Welsh regards himself as very fortunate to be back in his home town when Kevin Williamson, Duncan McLean, Barry Graham, Alan Warner, Paul Reekie and Rodney Relax were all doing their thing. Energised by the rave scene, he started to write and his paths crossed with the above. Digging out some old diaries, Welsh did a draft of what would become Trainspotting. Welsh published parts this from 1991 onwards in DOG, the West Coast Magazine, and New Writing Scotland. Duncan McLean published parts of the novel in two Clocktower pamphlets, A Parcel of Rogues and Past Tense: Four Stories from a Novel. Meanwhile Kevin Williamson, a member of Duncan McLean’s Muirhouse writers’ group, published sections of Trainspotting in the literary magazine Rebel Inc. Duncan McLean recommended Welsh to Robin Robertson, then editorial director of Secker & Warburg, who decided to publish Trainspotting, despite believing that it was unlikely to sell.

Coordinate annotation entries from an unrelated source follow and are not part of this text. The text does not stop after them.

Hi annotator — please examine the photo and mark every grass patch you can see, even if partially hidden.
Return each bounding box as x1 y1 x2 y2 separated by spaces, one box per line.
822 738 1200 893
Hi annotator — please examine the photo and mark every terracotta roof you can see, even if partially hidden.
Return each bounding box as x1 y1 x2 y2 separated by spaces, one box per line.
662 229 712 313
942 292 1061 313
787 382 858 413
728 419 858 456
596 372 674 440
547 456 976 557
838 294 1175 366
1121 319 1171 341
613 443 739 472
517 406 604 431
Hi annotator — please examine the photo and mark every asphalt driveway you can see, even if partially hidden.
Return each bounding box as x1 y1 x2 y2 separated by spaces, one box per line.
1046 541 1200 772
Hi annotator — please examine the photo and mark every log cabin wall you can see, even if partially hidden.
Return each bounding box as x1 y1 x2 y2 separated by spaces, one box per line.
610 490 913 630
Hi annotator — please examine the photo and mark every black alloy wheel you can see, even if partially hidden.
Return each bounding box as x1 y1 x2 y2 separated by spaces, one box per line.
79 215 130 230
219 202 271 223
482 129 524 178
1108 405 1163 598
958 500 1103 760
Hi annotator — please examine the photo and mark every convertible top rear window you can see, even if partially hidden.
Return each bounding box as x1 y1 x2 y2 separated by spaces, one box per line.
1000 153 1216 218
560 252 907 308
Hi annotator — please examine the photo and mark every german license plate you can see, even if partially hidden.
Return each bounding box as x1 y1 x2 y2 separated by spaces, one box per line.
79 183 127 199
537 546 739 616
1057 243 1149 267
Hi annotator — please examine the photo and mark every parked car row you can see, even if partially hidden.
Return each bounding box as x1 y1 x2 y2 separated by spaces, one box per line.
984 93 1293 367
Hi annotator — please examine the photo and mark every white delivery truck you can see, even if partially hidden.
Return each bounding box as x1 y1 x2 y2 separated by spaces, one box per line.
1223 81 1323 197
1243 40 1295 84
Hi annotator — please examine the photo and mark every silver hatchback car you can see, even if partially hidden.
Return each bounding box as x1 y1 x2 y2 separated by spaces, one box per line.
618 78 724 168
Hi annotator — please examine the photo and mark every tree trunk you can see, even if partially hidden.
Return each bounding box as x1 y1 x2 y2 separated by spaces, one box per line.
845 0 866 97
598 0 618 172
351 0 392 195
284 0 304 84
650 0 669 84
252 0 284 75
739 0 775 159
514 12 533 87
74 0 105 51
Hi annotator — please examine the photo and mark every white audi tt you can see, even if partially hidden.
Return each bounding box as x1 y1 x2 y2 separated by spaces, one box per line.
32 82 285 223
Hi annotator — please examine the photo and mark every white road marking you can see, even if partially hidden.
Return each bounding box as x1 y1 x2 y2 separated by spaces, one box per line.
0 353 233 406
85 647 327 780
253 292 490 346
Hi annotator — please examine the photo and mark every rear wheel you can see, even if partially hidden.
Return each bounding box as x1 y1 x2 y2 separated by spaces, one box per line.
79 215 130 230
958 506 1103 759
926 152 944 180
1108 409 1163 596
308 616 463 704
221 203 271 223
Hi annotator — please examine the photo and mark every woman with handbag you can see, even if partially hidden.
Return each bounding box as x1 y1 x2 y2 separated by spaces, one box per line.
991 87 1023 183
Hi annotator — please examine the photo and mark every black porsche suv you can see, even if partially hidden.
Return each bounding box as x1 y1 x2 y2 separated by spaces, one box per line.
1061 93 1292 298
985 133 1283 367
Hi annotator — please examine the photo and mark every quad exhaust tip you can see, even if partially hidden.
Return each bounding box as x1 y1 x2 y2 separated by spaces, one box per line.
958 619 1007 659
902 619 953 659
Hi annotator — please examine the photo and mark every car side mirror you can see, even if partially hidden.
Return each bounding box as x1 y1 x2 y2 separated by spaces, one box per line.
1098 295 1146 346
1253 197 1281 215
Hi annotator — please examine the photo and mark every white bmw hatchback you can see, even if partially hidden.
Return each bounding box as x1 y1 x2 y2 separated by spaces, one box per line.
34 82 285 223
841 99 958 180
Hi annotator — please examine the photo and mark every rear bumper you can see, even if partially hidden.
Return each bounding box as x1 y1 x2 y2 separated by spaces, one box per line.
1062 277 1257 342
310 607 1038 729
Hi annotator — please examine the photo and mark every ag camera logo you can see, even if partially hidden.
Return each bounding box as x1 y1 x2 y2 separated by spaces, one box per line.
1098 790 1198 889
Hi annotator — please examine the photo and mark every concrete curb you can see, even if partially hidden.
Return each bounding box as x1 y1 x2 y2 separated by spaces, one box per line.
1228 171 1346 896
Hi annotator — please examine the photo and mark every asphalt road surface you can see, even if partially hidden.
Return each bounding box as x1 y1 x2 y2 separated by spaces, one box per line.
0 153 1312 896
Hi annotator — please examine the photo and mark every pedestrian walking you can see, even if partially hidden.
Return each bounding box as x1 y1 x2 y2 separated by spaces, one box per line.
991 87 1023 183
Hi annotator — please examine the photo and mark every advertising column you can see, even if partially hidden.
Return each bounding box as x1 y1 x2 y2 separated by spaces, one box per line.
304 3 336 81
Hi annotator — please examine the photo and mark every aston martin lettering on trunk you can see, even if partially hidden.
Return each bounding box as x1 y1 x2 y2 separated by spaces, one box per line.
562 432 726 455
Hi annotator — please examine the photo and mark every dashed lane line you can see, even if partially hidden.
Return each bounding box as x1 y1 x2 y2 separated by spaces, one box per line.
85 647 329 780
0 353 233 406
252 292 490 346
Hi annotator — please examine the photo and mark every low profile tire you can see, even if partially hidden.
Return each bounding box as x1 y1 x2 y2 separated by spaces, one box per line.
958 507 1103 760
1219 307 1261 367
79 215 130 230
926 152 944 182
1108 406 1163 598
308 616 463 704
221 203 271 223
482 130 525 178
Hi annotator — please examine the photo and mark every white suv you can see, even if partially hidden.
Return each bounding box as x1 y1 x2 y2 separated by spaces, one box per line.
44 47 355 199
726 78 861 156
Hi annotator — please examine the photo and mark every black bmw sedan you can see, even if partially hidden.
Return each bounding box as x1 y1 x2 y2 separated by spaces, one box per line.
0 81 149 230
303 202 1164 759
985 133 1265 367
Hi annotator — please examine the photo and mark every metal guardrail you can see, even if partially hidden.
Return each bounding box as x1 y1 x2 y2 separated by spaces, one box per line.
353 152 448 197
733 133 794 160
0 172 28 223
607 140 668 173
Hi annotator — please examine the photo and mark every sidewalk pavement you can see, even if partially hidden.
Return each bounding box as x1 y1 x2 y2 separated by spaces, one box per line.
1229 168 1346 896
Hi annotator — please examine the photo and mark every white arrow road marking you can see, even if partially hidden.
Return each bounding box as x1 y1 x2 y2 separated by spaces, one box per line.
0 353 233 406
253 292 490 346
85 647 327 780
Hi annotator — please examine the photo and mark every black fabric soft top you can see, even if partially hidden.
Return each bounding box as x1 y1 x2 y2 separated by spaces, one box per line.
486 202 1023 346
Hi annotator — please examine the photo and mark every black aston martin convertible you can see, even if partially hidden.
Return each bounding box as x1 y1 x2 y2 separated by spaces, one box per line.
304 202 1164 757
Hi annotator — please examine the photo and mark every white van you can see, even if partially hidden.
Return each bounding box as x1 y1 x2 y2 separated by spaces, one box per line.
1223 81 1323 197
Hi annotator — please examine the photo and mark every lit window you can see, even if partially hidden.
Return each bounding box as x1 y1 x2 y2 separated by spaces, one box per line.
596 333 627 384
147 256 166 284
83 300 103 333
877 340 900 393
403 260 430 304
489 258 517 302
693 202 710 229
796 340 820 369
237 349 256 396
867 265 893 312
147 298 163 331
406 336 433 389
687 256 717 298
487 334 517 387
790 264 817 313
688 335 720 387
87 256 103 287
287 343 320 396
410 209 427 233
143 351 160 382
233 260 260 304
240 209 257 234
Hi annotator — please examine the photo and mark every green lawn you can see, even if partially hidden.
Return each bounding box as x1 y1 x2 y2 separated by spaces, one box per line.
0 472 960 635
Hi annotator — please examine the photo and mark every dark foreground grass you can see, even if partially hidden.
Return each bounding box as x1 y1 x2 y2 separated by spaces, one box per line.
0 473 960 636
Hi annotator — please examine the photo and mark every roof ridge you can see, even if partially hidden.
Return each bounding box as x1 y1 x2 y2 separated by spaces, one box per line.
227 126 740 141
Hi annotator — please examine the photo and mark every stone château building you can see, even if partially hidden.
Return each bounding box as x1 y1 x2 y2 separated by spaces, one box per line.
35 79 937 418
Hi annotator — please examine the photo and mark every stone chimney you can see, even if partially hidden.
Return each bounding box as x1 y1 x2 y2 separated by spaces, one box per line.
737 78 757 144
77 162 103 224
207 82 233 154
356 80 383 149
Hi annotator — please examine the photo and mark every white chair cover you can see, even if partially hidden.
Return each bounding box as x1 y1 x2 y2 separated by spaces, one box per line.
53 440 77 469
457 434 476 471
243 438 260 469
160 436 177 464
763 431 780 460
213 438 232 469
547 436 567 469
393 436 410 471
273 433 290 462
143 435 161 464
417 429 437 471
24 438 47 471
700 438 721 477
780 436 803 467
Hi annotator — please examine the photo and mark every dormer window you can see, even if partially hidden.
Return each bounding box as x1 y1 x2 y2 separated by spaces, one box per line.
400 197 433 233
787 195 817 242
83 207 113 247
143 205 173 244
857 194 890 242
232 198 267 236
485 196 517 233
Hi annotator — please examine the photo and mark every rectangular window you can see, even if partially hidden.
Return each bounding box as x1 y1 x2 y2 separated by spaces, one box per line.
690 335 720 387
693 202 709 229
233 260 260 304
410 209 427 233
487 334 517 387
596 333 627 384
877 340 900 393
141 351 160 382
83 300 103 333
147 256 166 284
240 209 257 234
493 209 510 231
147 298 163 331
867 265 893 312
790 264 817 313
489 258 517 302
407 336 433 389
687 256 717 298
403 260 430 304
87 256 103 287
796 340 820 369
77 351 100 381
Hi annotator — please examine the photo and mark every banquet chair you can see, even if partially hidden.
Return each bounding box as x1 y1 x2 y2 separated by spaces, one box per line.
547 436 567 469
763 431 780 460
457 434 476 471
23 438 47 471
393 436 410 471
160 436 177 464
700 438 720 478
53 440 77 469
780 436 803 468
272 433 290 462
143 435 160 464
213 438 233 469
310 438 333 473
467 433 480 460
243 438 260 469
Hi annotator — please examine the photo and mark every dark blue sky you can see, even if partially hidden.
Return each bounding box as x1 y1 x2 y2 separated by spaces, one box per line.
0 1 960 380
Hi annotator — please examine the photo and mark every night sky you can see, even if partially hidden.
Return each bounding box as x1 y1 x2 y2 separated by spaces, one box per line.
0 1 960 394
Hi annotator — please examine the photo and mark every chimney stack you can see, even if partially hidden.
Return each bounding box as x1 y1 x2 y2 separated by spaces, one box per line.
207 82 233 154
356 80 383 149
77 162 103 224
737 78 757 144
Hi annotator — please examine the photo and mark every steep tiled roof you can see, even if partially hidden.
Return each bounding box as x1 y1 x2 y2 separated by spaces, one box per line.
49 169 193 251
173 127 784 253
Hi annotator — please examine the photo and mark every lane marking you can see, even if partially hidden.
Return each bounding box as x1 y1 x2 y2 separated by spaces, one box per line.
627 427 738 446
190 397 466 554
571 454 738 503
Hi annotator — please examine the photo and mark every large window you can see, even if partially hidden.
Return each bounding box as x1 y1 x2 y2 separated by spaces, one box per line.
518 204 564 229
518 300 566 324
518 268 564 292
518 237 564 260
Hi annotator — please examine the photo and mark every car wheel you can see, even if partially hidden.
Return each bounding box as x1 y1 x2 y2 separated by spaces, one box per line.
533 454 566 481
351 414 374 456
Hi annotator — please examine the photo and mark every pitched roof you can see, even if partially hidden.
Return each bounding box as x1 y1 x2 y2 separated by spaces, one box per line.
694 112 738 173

When Trainspotting was published in 1993 Irvine Welsh shot to fame. According to Lord Gowrie, the chairman of the panel, the novel was rejected for the Booker Prize shortlist after offending the sensibilities of two female judges. Despite this unease from the critical establishment, Welsh’s novel received as many good reviews as ones swathed in disgust and outrage – establishing a tradition that continues to this day. Harry Gibson’s stage adaptation of the novel was premiered at the Glasgow Mayfest in April 1994 and went on to be staged at the Edinburgh Festival and in London before touring the UK. In August 1995, Irvine Welsh gave up his day job.
Since Danny Boyle’s film adaptation of Trainspotting was released in February 1996 Irvine Welsh has remained a controversial figure, whose novels, stage and screen plays, novellas and short stories have proved difficult for literary critics to assimilate, a difficulty made only more noticeable by Welsh’s continued commercial success. More books have followed, Ecstasy becoming the first paperback original to go straight in at No1 on the Sunday Times best-sellers list, a feat emulated by Filth, which became Welsh’s highest selling book after Trainspotting. His first novel has now sold almost 1 million copies in the UK alone and is a worldwide phenomenon. Books such as Glue, Porno and recent The Bedroom Secrets of the Master Chefs have seen him increase his profile in America and Canada.
He has recently branched into film and is a partner in two film production companies. He joined Four Ways films, which was founded by Antonia Bird, Robert Carlyle and Mark Cousins, and has recently set up Jawbone films with his screenwriting partner Dean Cavanagh, and Phil John and Jon Lewis Owen.
In 2005 Welsh married for the second time. He promises that he’s never doing it again. He lives mainly in Dublin but retreats to Miami Beach for a large part of the winter. He visits his home city of Edinburgh regularly, usually to visit friends, family and Hibernian FC at Easter Road.
As Welsh says: ’the jobs are a wee bit too boring to recount and the books and other stuff you can get from other parts of the site.’